Ethics in business are the acceptable business rules and undertakings regarding controversial issues, such as bribery, organization governance, and discrimination. It is also the set code of conduct that guides the actions of the employees at their workplace. Organization comes up when people with different background and interests unite on a common goal and work together to achieve the set objectives (Grace & Cohen, 2013). If all employees are comfortable in their line of duty, the best will be achieved. Workers’ morale can be boosted by paying them good salaries, promoting the qualified staff and also rewarding the most active employee.
The Ethical Dilemma
William Potter’s decision to push the eldest son, Henry to the post of the Chief Executive Officer of the company was nepotism, the practice among those in the commanding position of favoring their family members. It is clearly shown from the extract when the son, who didn’t have the qualification, was set to occupy the top post of the family company. Jill Jones had done a lot for the company and with all the experience and academic qualifications was being denied the opportunity of leading the institution. At a given point, the son unsuccessfully tried to misplace Jill when she was in the middle management position.
Theories of Ethics
Stakeholder theory attempts to explain the moral and values in managing an organization. Traditionally, a company was viewed to belong only to the owners. Interests of others came last. Their decision was final, whether right or wrong. However, the theory tries to differ entirely with the traditional view in such that it outlines all the forces, internal and external, to be part of the business. It argues that there are other relevant parties involved. They include employees, Suppliers, customers, trade unions, the community and even political groups. All these interested parties must be treated well if the organization expects to thrive well. It is a theory that puts the competitors as one of the main parties in the success of a business. They have the capacity to affect the firm and its stakeholders.
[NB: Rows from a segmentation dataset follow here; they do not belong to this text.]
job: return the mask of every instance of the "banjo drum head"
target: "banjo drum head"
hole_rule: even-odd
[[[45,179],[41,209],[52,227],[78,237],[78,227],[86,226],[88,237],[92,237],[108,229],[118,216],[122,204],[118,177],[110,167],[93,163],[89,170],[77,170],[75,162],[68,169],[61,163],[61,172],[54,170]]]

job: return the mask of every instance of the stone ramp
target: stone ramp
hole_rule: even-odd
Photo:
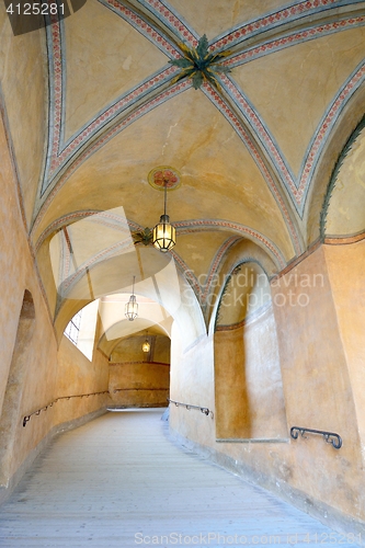
[[[162,412],[110,412],[54,438],[0,506],[0,547],[355,546],[172,444]]]

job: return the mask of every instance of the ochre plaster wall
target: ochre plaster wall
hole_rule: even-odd
[[[0,488],[0,500],[14,473],[36,450],[38,444],[65,421],[73,421],[82,414],[105,407],[106,401],[88,398],[80,407],[72,400],[57,403],[39,415],[34,415],[23,426],[23,418],[47,406],[59,396],[107,389],[107,367],[102,370],[100,356],[88,365],[72,350],[61,345],[58,352],[49,311],[41,290],[34,258],[28,246],[24,219],[19,203],[18,183],[9,156],[8,140],[0,117],[0,412],[4,409],[4,392],[14,355],[19,318],[25,289],[34,301],[34,330],[26,342],[26,359],[21,364],[23,384],[15,409],[16,427],[13,430],[13,454],[8,476]],[[23,359],[23,358],[22,358]],[[87,367],[91,368],[87,375]],[[100,370],[99,370],[100,367]],[[107,398],[109,401],[109,398]],[[1,443],[1,442],[0,442]],[[1,466],[1,464],[0,464]]]
[[[324,246],[362,446],[365,445],[365,240],[345,246]]]
[[[94,395],[109,390],[109,362],[98,350],[90,362],[66,336],[58,352],[56,398]],[[55,406],[55,422],[73,421],[111,403],[107,393],[59,400]]]
[[[215,333],[217,438],[287,436],[273,308]]]
[[[115,407],[167,407],[169,387],[168,364],[132,362],[110,365],[109,389]]]
[[[341,449],[334,449],[322,436],[315,435],[296,441],[288,438],[287,443],[217,443],[212,415],[174,406],[170,410],[170,426],[178,435],[213,450],[219,461],[228,463],[227,466],[236,467],[246,477],[300,507],[327,521],[331,515],[335,520],[341,516],[355,527],[365,520],[364,479],[352,372],[350,368],[349,374],[346,357],[350,356],[347,346],[353,342],[350,336],[356,338],[360,331],[350,335],[355,308],[351,317],[342,312],[341,319],[340,313],[340,320],[337,311],[341,312],[341,301],[347,309],[346,293],[351,290],[353,277],[360,275],[362,262],[358,261],[357,270],[349,279],[349,288],[339,298],[340,286],[338,289],[334,286],[332,295],[330,283],[338,269],[334,253],[339,252],[319,248],[296,269],[272,282],[272,297],[287,426],[337,432],[343,438]],[[330,276],[326,261],[329,255],[333,260],[329,266]],[[345,277],[344,265],[338,275]],[[360,300],[360,283],[355,284],[356,290]],[[333,298],[338,302],[334,304]],[[346,320],[349,339],[344,336],[344,349],[342,335],[345,330],[341,332],[341,322]],[[208,407],[216,413],[212,336],[197,341],[194,349],[182,353],[179,336],[173,332],[171,349],[171,399]],[[358,364],[357,356],[360,367]]]

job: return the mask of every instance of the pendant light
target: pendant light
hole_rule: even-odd
[[[166,204],[167,204],[167,194],[168,194],[168,182],[164,181],[164,213],[160,217],[160,222],[156,225],[153,228],[153,246],[155,248],[166,253],[170,251],[176,243],[176,230],[170,224],[170,217],[166,213]]]
[[[147,352],[149,352],[149,351],[150,351],[150,349],[151,349],[151,345],[150,345],[150,343],[148,342],[147,335],[148,335],[148,331],[147,331],[147,333],[146,333],[146,341],[145,341],[145,342],[144,342],[144,344],[142,344],[142,352],[146,352],[146,354],[147,354]]]
[[[126,318],[128,318],[129,321],[135,320],[138,316],[138,304],[137,304],[136,295],[135,295],[135,278],[136,278],[136,276],[133,276],[132,295],[129,297],[128,302],[125,304],[125,309],[124,309],[124,315]]]

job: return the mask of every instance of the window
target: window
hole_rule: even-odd
[[[68,322],[64,334],[76,346],[78,345],[80,324],[81,324],[82,310],[73,316],[71,321]]]

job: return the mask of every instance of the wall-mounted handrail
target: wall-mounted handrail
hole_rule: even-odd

William Potter, the head of Candy Corporation, wanted to promote his son at the expense of qualified staff, Jill Jones. Since one family owned the company, relatives are treated well than other workers. Henry did not have the required academics qualification to head the company. It was contrary to the theory of stakeholder. The company did not value and treated its staff uniformly. According to the teachings of stakeholder theory, the 45-year-old lady, who is an employee of the company deserved the promotion since she was highly qualified than the son.
Theory of self-interest argues that business decisions should be passed independently by self-interest to the extent allowed by the law. This behavior is unethical, but heroes of free market economics argue that self-interested behavior brings out wealth and creates new employment opportunities (Boylan, 2001). According to this theory, the interests of the business come first. Leaders will do all they can to pass laws that are within the company norms provided they are promoting the growth of the enterprise. A business manager cannot tell which action would benefit the society as whole. They contribute to the community by doing all that benefits his investment. This theory could be used to justify nearly any organization decision.
The decision by William Potter to put his eldest son to the highest post was for the interest of the company. He did not need to consult employees so as to appoint Henry. Having him as the company’s Chief Executive Officer apparently meant that he made all the decision and rulings in the interest of the institution. Having Jill Jones at the helm of the candy business would have been a risk because the decisions made were to be professional ones. Giving credit where it is due and criticizing when required.
Comparison and contrast
Both theories advocate for company’s interest. The group leaders are expected to make a ruling that will continue pushing the business towards its ultimate targets. Both acknowledge the importance of putting the company first. Henry was seen not ever to object directives from the Board Chairman, who was the father. As long as the company is making a profit, the leaders will be satisfied. The needs and demands of the enterprise come first. Workers do their job knowing very well in their minds that the company must be happy.
In the contrast, stakeholder theory advocates for the interest of the company but involving all the parties. It argues that both the internal and external factors determine the success of a firm. These forces work hand-in-hand for the betterment of the business. For example, poor relationship with the suppliers can result in delivery of low-quality goods. Again, if the enterprise does not comply with the set governmental requirements and rules, it risks being closed. However, the theory of self-interests puts the owners of the business at the helm. It’s the business owners who matter. For example, if the company is making profits when the workers are poorly paid, according to this theory, then the owners will not bother to increase their salaries. In summary, the two approaches are different in how the perceive the ownership of a business.
Best resolution and why
The best action for Jill Jones was to resign. It is because the company was determined to have a family member succeeding as the senior most staff. No matter how much she was offended, the company had all the rights to appoint a family member.
References
Boylan, M. (2001). Business ethics. Upper Saddle River, NJ: Prentice Hall.
Grace, D., & Cohen, S. (2013). Business ethics.